Весь набор. Ферма. Welcome. «Собери свою крокодиловую ферму» – с этого магнитика, значит, у нас и пошло. И значило: отправляйся ты, мама, к бабушке и жди там меня.
Почему я тоже крокодил, мужу вот так сразу тоже не объяснишь. Почему крокодил бабушка – мне всю жизнь было очевидно, а вот психолог фыркнула: у вас прям какая-то Баба Яга получается.
А вот мама никогда, никогда не была крокодилом. Она только собирала нас – старого и малого, объединенных в этой небезобидной семейной игре каким-то опасным сходством.
К бабушке маму отпускать не хотелось. Не хотелось и ехать к бабушке потом – впервые одной, на правах взрослой женщины, хозяйки фермы, давно решившей порвать со своим крокодильством, да и маме советовавшей чуть что – рви когти, лови на слове, вот сказала она тебе «уезжай» – так уезжай.
Бабушке лучше одной, это я видела яснее мамы. Бабушка давно одна и зажила, когда на ее руках дома умерли сначала ее мать, а потом, через год, муж – говорят, теща его забрала, всё снилась, а нехорошо, чтобы снилась, пока года после похорон не пройдет. Они и при жизни были друг с другом как будто ближе, чем она с дочерью, он с женой. С моей то есть бабушкой.
Бабушке девяносто, в детстве она, единственный ребенок в семье военного и воспитательницы, бывшей крестьянки, готовила устные уроки, возлегая на трех подушках, а теперь уже тридцать лет как живет одна в квартире с гирляндами открыток по стенам и вечной елкой. Открытки с Дальнего Востока и из Москвы стекались в Среднюю Азию, где живет бабушка, словно и в самом деле среднюю, центральную точку, равноудаленную от крайних, по которым жизнь развела ее сына и дочь.
Дети-погодки росли удивительно единодушными. Вместе жгли резинового волка в печке и ждали, пока мать заметит, что они написали ей на книге «блат», и гадали, что будет, но ничего не было: мать не признала в надписи скверного слова. И все же то, что оказались они по разным сторонам от осевшей в географической середине матери, символично.
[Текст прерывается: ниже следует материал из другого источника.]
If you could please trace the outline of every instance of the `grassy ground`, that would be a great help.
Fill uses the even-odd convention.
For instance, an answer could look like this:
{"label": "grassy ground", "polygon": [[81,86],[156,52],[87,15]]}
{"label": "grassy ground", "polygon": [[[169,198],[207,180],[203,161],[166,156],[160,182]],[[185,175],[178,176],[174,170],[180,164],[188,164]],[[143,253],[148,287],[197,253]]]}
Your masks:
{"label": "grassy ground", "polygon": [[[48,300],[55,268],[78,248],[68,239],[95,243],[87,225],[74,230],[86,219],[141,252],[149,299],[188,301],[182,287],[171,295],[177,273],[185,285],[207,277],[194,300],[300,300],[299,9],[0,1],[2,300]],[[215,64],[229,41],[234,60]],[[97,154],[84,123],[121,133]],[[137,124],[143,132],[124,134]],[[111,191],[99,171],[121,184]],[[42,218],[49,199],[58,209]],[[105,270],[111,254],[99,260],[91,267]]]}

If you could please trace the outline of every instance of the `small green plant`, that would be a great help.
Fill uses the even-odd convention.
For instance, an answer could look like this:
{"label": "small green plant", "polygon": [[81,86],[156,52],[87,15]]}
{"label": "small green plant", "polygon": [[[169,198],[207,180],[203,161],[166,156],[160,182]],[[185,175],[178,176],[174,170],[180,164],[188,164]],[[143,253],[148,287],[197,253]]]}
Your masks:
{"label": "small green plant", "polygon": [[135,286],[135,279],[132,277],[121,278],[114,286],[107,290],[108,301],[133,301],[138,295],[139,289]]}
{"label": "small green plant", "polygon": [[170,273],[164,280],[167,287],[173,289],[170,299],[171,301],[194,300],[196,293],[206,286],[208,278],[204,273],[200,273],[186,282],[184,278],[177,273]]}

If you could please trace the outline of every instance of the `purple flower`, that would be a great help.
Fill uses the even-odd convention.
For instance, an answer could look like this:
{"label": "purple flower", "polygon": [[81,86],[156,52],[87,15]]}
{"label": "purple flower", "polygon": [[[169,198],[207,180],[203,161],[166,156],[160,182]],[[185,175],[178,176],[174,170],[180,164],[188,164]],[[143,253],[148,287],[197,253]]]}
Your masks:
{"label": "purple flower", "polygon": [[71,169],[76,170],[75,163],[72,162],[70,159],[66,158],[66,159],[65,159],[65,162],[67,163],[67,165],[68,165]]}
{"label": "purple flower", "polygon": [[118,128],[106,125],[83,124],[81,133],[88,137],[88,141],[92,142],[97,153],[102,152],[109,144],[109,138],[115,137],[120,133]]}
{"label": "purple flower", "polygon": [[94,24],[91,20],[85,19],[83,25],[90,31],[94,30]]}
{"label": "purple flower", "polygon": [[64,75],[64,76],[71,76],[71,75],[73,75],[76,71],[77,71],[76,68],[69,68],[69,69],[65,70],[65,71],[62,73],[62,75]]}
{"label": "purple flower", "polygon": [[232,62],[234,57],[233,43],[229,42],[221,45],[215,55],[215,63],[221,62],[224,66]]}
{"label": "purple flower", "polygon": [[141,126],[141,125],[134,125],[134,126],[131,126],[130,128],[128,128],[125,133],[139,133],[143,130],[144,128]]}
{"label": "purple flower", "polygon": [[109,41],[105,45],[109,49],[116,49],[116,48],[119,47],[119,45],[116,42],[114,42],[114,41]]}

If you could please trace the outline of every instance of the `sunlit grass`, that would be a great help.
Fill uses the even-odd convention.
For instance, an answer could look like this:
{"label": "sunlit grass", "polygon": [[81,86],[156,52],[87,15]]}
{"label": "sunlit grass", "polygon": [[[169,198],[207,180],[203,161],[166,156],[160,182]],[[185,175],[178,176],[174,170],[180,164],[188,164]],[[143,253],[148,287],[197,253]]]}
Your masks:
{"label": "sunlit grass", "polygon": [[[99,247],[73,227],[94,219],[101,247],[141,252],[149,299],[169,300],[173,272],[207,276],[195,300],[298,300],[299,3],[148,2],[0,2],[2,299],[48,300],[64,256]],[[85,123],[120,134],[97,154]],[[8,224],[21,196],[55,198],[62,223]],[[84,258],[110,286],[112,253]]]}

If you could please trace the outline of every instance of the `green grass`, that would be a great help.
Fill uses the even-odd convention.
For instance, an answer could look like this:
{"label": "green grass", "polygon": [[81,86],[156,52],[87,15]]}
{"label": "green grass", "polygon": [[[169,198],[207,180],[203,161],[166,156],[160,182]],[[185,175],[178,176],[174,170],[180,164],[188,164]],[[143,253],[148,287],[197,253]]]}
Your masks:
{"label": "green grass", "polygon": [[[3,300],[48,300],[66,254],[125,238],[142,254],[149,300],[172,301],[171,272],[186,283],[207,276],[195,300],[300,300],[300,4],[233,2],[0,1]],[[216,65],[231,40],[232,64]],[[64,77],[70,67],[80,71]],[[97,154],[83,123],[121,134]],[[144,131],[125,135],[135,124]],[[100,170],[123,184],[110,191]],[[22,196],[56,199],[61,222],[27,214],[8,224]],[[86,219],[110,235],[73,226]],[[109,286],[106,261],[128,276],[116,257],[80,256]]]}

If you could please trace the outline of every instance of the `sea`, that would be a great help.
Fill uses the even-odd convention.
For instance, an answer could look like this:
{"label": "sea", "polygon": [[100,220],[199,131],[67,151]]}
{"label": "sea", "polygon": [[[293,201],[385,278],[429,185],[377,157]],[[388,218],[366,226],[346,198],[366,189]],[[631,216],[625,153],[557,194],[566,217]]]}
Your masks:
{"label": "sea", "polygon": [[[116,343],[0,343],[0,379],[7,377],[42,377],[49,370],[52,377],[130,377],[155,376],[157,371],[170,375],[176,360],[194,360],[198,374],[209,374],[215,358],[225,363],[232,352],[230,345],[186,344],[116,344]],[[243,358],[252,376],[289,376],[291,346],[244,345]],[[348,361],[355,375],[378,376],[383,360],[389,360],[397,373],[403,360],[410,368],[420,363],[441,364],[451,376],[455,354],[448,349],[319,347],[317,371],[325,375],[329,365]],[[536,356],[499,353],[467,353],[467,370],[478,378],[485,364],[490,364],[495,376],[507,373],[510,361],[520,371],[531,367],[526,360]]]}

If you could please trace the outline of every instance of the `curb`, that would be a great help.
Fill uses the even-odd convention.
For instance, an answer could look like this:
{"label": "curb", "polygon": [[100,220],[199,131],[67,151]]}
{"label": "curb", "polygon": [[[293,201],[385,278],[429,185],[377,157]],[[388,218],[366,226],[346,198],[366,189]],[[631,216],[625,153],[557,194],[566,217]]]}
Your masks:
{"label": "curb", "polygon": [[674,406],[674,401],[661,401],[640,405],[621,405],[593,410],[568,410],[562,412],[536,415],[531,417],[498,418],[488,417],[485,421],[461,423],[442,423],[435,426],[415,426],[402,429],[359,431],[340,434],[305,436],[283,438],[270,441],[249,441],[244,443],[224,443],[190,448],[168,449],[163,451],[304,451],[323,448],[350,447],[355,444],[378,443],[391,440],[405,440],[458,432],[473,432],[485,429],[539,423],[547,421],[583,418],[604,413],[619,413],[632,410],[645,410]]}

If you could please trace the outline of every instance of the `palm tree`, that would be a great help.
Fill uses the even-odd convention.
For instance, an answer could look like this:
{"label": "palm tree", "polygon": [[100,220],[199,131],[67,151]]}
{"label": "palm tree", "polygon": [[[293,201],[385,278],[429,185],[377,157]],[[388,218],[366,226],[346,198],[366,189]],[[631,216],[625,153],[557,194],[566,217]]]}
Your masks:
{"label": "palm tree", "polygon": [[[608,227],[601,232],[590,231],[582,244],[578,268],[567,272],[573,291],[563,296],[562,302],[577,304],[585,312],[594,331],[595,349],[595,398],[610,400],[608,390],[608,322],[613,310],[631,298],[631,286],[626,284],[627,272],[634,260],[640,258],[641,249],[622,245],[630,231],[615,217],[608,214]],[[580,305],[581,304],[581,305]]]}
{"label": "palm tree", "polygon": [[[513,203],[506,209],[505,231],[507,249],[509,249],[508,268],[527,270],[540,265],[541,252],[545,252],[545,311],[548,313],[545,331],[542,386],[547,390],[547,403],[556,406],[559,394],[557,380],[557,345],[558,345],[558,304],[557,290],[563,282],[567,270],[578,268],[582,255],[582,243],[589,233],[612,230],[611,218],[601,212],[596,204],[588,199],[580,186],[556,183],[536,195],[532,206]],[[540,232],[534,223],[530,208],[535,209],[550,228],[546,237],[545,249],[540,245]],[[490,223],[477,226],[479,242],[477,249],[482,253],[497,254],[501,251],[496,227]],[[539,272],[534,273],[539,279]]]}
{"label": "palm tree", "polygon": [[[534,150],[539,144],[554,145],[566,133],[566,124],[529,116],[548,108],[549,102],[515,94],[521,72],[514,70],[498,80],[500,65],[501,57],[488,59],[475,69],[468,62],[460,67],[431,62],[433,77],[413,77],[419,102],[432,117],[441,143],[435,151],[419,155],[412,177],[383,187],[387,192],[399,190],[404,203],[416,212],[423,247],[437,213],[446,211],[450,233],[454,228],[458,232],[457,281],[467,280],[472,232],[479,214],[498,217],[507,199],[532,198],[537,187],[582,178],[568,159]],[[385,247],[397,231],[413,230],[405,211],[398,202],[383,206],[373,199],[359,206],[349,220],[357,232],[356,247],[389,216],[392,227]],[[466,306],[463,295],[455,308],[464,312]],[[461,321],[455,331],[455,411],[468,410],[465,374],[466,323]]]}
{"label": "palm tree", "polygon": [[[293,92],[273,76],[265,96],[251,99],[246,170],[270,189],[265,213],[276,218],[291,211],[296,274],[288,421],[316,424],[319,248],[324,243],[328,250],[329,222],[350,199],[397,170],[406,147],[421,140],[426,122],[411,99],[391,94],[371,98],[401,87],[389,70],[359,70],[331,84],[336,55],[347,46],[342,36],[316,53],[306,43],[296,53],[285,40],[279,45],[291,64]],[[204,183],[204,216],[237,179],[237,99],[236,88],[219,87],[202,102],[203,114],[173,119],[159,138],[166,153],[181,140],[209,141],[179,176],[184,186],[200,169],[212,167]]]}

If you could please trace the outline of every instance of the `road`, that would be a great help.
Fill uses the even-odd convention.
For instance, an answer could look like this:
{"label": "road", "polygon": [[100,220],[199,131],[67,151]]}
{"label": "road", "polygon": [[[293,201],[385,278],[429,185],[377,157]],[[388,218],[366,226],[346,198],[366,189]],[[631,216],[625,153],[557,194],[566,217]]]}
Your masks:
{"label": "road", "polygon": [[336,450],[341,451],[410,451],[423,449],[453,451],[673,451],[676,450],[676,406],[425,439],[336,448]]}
По рассказам мамы, в худшие для них минуты брат кричал матери: «Ну убей меня!» – а сама она яростно шипела: «Ну догони!»
Догони или убей – какая теперь разница, если оба, как будто рождаясь вслед друг за другом обратно, только с перерывом не в год, а в десять, покоятся теперь на одном московском кладбище?
И все же предание не остыло, и образ бабушки был усвоен как наследство, от которого я хочу отказаться. Победить бабушку в себе.
Хотя быть бабушкой выгоднее, это я тоже поняла. Она и сама говорила: я глупая и ленивая, вот и живу долго.
Таких, как она, я не встречаю в московском метро. А таких, как мама, – пожалуйста. Сканирую взглядом старые поколения, облаченные в выводы практической жизни из политических перемен. Блеклые береты, черные мужиковатые брюки, куртки-парки без размера и силуэта. Моя бабушка такого не носит. Она работала со строителями, перемогала болезни на ногах, обмывала двух родных покойников, но на ней нет следов вынужденности, придавленности судьбой. Она носит ветошь – из бережливости, и носит так, что даже мягкие самошитые тапочки на синих ногах с кривыми, как выглянувшие из земли корни, пальцами подчеркивают ее индивидуальность. Бабушку переменами не сломило. Она умеет жить достойно. Для себя. Поэтому неудивительно, что ее дочь зато вечно тянуло на подвиги.
Это правило такое, когда-то поняла я. На семью всегда дается только один человек, живущий вот так, для себя. Интенсивно вбирающий в себя всех других. Другим и приходится быть – другими. Чтобы в коллективном крокодильем зевке не проглотилось солнце. Черному родственнику, как я это называла, всегда выдают в пару белого. Иначе роду не выжить.
Вот почему, очевидно, моя мама – не крокодил. Потому что крокодилы – бабушка и я. Ей просто ничего не оставалось, как играть за хозяина фермы. Пасти опасных. Я подозреваю по маминым рассказам, что и отца моего она нашла такого же – крокодила.
А вот у меня выбор – был. Я сделала его едва за двадцать. Тогда я искала белого – еще говорила: мягкого – родственника себе в мужья, искала, чтобы преломить и насытиться. И вдруг отказалась от добычи.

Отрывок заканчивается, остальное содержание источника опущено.